BTW, these are carbon steel blades and can be resharpened, that's why they cut so well. They are also the perfect thickness for cutting fret slots.


----------



## BinghamtonEd

> I have similar comments as the others. My saw does have a problem of loose blade In handle. Easy fix if not so lazy.


Luckily mine is not loose, because I'm also a member of the lazy club.

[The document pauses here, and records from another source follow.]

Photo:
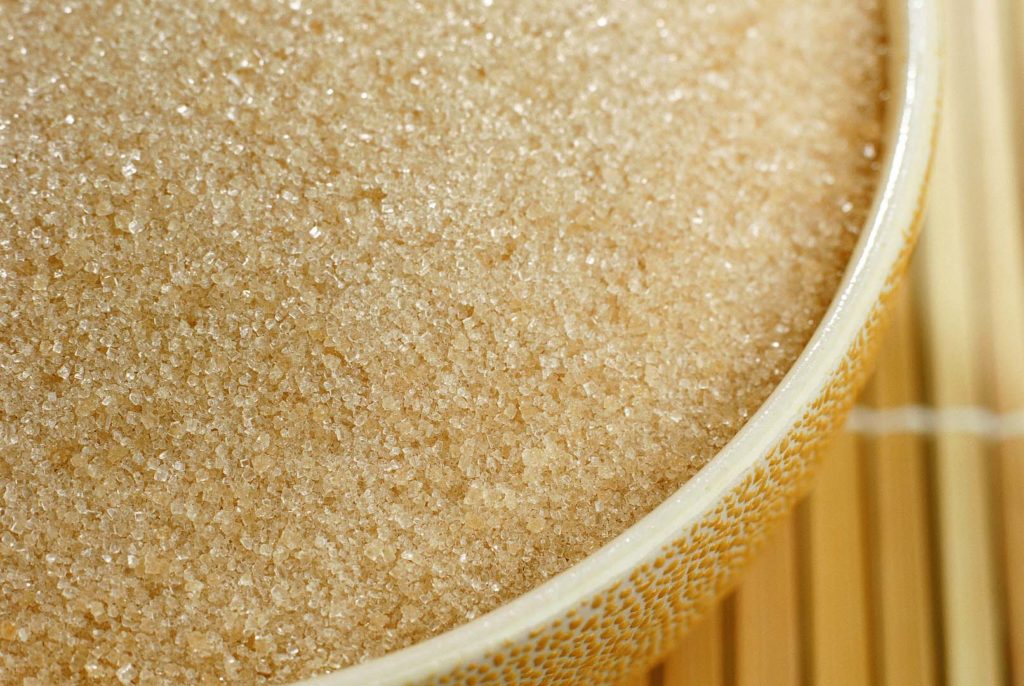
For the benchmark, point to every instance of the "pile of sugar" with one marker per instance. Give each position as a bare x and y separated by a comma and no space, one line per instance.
329,325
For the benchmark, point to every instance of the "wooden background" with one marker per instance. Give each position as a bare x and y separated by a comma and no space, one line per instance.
905,565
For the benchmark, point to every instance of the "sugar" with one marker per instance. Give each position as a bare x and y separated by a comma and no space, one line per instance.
326,327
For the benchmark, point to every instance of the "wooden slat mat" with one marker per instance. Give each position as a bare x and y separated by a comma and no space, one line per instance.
905,565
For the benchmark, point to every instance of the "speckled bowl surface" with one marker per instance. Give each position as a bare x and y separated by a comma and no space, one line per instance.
625,604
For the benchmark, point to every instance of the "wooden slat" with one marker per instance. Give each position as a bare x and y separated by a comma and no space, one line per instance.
969,592
837,570
767,616
998,211
698,660
905,637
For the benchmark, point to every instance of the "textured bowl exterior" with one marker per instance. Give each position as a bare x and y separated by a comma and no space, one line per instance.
635,620
624,606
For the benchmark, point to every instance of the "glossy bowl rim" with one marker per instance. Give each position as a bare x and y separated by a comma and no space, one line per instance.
912,121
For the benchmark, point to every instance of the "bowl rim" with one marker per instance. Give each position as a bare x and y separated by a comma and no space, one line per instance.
912,119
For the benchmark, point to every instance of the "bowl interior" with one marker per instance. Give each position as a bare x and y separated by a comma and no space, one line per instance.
910,123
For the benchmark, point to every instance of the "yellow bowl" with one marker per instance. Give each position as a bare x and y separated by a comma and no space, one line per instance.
623,606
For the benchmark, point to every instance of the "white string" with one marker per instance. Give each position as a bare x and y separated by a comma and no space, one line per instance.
928,421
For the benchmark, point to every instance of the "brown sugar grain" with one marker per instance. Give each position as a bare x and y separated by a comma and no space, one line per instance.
329,325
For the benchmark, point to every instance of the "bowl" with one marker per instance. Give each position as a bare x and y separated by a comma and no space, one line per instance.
625,605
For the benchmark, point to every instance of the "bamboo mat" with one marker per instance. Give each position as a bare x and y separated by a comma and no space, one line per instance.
905,564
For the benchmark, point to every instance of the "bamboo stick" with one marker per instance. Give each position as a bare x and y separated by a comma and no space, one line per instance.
971,617
905,637
837,570
998,209
698,660
767,625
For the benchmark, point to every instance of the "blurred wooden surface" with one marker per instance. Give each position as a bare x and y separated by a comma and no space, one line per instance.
905,564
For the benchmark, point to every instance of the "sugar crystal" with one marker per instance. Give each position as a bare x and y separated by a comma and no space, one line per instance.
327,326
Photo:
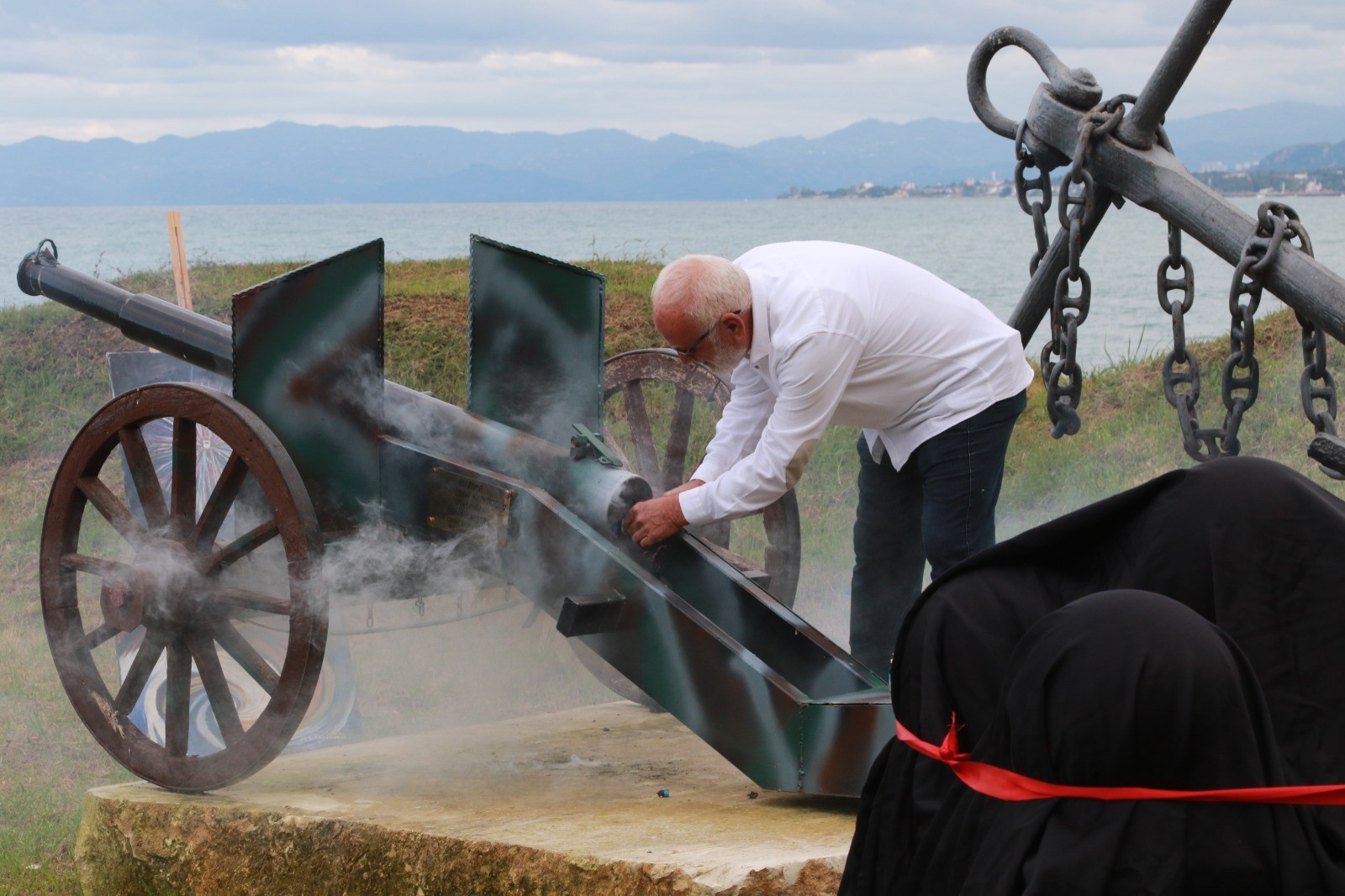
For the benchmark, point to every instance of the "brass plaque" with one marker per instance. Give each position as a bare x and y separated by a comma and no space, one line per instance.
462,503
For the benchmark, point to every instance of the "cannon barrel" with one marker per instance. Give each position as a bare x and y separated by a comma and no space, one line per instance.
145,319
600,495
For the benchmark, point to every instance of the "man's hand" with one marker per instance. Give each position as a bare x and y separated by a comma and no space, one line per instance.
650,522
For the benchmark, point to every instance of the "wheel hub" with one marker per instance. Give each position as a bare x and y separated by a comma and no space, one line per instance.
163,589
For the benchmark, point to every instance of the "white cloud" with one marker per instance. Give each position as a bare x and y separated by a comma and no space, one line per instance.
733,71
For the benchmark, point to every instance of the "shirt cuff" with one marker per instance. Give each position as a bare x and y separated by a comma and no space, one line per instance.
696,505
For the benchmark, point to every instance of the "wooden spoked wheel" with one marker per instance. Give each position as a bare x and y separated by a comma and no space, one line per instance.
151,571
661,414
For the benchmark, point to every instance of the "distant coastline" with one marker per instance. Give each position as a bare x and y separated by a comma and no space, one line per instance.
1271,185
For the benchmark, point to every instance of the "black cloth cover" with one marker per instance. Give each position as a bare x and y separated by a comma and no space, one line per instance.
1248,546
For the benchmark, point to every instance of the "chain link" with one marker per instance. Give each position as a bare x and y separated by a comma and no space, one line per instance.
1181,372
1068,311
1024,185
1241,380
1316,382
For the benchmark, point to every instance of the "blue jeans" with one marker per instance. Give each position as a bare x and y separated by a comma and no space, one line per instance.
939,506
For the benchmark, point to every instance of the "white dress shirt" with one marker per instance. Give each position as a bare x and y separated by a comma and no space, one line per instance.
854,336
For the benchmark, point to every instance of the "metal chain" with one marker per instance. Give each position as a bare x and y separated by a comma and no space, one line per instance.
1181,372
1059,367
1242,372
1316,382
1024,185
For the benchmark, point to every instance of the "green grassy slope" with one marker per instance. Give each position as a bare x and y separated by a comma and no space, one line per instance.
53,376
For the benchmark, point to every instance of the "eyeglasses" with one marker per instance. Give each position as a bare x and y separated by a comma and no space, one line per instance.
690,350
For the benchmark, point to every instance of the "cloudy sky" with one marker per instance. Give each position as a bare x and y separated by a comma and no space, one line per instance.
732,71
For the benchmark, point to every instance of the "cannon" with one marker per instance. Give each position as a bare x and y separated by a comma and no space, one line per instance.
315,445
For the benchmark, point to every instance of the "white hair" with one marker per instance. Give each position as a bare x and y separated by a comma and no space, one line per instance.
703,288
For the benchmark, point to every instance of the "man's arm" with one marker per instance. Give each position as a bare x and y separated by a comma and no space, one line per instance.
813,374
740,425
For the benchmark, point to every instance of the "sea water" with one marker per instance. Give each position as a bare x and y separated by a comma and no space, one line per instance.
978,244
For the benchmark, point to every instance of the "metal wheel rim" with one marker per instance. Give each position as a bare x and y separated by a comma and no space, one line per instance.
197,635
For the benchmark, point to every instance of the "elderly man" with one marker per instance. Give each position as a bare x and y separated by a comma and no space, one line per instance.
825,333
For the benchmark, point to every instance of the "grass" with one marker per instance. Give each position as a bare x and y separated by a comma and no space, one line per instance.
53,377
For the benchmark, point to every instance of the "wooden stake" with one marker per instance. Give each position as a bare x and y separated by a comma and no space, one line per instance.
182,282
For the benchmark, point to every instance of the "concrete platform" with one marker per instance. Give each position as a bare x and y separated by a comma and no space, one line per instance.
558,804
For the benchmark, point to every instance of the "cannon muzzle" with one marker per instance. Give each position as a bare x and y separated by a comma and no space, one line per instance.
145,319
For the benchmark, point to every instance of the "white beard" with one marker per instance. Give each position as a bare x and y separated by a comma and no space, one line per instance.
723,360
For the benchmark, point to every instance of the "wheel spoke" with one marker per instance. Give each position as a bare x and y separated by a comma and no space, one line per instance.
139,673
679,434
240,546
246,656
217,687
112,509
183,477
98,567
178,709
145,477
638,417
100,635
232,600
217,506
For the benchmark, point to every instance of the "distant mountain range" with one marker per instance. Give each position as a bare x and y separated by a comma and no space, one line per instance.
289,163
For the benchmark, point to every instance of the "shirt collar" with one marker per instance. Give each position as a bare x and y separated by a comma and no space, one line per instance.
760,347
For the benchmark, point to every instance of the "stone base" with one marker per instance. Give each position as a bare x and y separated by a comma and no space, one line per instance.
564,804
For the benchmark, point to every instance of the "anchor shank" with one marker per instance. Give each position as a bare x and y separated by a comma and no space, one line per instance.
1142,123
1157,181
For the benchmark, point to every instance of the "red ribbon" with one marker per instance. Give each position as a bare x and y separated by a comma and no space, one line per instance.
1006,784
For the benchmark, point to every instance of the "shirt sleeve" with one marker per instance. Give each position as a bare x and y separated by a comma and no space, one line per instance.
811,376
740,425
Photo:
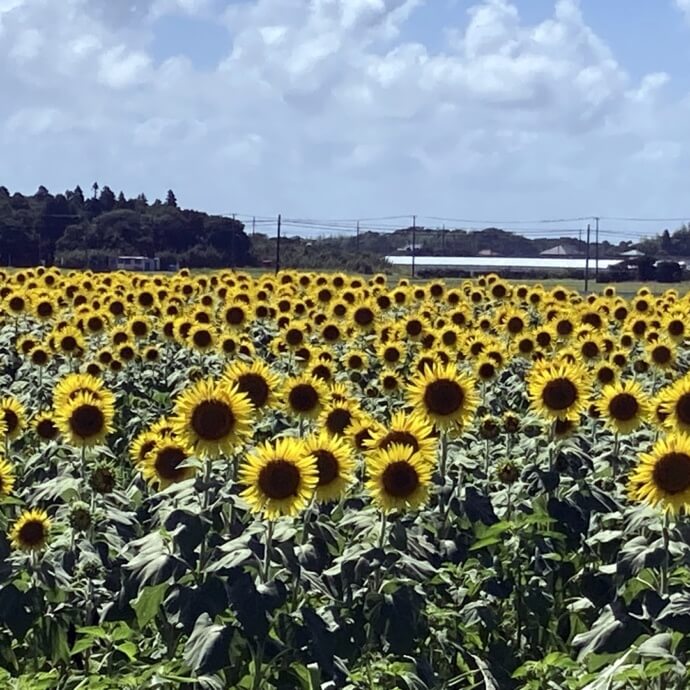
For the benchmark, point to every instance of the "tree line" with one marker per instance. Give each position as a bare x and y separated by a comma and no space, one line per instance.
72,230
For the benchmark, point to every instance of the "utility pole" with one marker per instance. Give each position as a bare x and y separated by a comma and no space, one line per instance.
278,246
587,261
596,250
414,241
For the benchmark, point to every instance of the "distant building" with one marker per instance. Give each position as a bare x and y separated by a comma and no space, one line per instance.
562,250
137,263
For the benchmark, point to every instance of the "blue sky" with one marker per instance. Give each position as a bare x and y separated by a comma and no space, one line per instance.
477,109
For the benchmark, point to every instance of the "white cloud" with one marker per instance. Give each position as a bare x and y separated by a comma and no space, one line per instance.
321,107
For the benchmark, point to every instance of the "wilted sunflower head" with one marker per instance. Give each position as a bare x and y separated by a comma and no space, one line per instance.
662,476
335,464
86,420
398,478
166,463
12,416
624,406
31,530
7,478
281,478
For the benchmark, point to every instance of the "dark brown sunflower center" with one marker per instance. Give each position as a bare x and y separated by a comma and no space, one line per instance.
255,387
683,408
32,533
212,420
69,343
202,338
327,465
331,332
391,354
405,438
672,473
87,420
564,327
279,479
294,337
363,316
443,397
338,420
661,354
234,316
676,327
303,398
590,349
11,421
605,375
168,461
39,357
559,394
400,479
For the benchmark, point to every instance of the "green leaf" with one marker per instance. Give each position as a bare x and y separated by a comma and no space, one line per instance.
129,649
148,602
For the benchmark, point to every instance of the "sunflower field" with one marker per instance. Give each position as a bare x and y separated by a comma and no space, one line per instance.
324,481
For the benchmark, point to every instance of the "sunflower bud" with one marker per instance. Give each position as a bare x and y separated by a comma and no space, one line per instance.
80,516
103,479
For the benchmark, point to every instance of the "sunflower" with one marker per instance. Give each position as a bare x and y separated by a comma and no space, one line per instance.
662,476
212,418
281,478
256,380
7,478
335,464
45,426
304,396
444,395
142,445
558,390
164,463
624,406
31,530
85,420
13,416
398,478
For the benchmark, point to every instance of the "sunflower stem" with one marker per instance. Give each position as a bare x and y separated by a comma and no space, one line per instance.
266,572
665,535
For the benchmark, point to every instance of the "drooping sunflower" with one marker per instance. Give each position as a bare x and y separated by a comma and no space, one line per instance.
13,416
164,464
31,530
85,420
444,395
558,390
412,430
662,476
624,406
398,478
212,418
675,405
304,396
335,464
7,477
256,380
281,478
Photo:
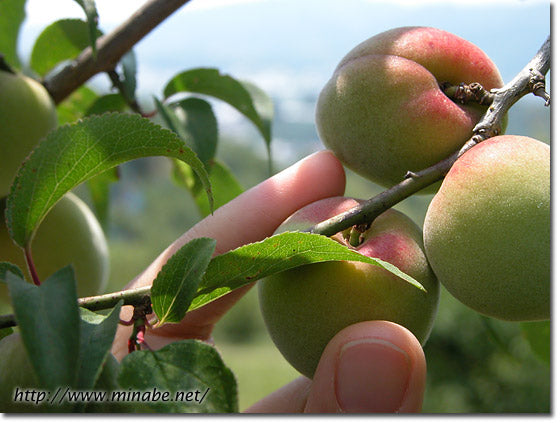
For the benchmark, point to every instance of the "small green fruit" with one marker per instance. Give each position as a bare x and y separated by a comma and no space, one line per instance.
305,307
27,114
383,112
69,235
487,230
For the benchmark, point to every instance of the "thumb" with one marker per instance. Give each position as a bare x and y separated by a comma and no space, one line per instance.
370,367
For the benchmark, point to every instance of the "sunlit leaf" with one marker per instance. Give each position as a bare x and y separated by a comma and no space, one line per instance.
255,261
93,20
62,40
177,282
12,14
49,323
72,154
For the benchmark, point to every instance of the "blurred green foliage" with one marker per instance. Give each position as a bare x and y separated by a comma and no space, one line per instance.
475,364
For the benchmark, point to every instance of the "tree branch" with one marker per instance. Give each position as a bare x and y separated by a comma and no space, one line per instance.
110,48
530,79
133,297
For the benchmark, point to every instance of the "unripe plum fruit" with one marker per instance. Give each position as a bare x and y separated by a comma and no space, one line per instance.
69,235
27,114
383,112
487,230
304,307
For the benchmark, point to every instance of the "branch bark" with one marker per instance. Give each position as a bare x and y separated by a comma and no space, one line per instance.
530,79
133,297
110,48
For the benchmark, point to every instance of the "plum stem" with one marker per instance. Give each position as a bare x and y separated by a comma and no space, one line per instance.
31,266
529,80
468,93
110,48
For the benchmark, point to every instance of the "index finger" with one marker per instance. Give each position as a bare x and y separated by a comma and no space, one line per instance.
250,217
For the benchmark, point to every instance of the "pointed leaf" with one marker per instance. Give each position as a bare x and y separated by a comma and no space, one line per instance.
200,125
5,332
75,106
93,20
97,333
6,267
538,336
225,187
12,14
192,372
62,40
255,261
49,323
247,99
72,154
178,280
106,103
100,190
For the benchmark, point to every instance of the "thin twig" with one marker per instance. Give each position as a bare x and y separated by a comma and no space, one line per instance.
110,48
530,79
133,297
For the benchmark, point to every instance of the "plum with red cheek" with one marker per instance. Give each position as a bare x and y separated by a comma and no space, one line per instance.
383,112
487,230
305,307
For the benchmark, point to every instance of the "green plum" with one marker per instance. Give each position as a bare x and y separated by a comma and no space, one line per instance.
69,235
27,114
304,307
383,112
487,230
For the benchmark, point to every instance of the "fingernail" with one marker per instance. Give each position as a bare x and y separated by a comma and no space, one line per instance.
372,376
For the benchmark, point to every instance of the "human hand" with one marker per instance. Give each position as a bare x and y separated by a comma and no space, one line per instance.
368,367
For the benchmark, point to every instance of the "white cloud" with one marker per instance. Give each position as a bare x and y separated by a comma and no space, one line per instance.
420,3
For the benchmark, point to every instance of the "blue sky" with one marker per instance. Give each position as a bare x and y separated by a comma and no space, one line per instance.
291,46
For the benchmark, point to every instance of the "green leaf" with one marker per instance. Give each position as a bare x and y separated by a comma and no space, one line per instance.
12,14
245,97
72,154
97,333
225,187
49,323
178,280
255,261
100,190
6,267
189,368
76,105
199,125
538,336
106,103
93,19
5,332
62,40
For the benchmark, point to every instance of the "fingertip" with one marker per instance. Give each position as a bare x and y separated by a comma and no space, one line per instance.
370,367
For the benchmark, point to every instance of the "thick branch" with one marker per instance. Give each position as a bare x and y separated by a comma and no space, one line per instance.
530,79
110,48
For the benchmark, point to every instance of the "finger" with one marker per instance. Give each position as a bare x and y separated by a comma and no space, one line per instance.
378,367
368,367
250,217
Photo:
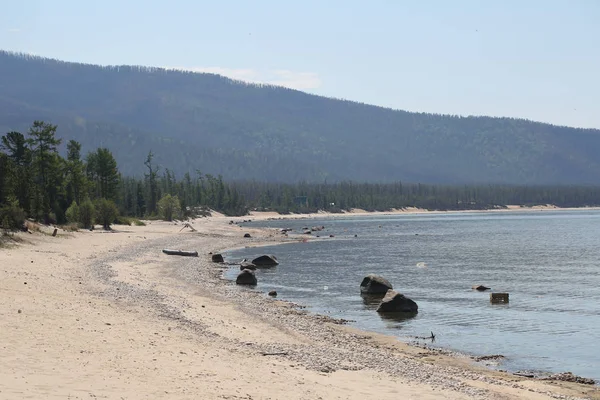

> BTW, these are carbon steel blades and can be resharpened, that s why they cut so well. They are also the perfect thickness for cutting fret slots.
> 
> - Rick M.


See above, I'm lazy, I guess. With the number of teeth and the small size of them, I'll just be spending another $8 if mine gets dull. Maybe the dull one gets delegated to trimming branches or something.


----------



## Perri

Been looking to get one and wasn't sure. Bought it yesterday- thanks for the tip!


----------



## Racer2007

> I have similar comments as the others. My saw does have a problem of loose blade In handle. Easy fix if not so lazy.
> 
> *Luckily mine is not loose, because I m also a member of the lazy club.
> *
> 
> BTW, these are carbon steel blades and can be resharpened, that s why they cut so well. They are also the perfect thickness for cutting fret slots.
> 
> - Rick M.
> 
> See above, I m lazy, I guess. With the number of teeth and the small size of them, I ll just be spending another $8 if mine gets dull. Maybe the dull one gets delegated to trimming branches or something.
> 
> - BinghamtonEd


I joined that Club a few years ago myself , need to take a break from it for a while though .


----------



## b2rtch

I "love"mine too.
what are" fret slots"?


----------



## Racer2007

> I "love"mine too.
> what are" fret slots"?
> 
> - b2rtch


Frets are where you place your fingers when playing a Guitar so the slots are where you place the frets on the neck of the Guitar.
I think I got that right , I don't play the Guitar.


----------



## b2rtch

Thank you for the explanation Rich


----------



## ed220

I've had one in my tool drawer for a couple of years. Used it yesterday to flush cut some dowels. I was impressed with it and would buy another,especially at 8 bucks. Just goes to show you that you can get deals at Harbor
Freight, Just got to be careful.


----------



## MrRon

I looked at the flush cutting saws at HF and all were made in China, but one of them was made in Japan and that is the one I bought; great saw. I can't comment on the Chinese made ones.


----------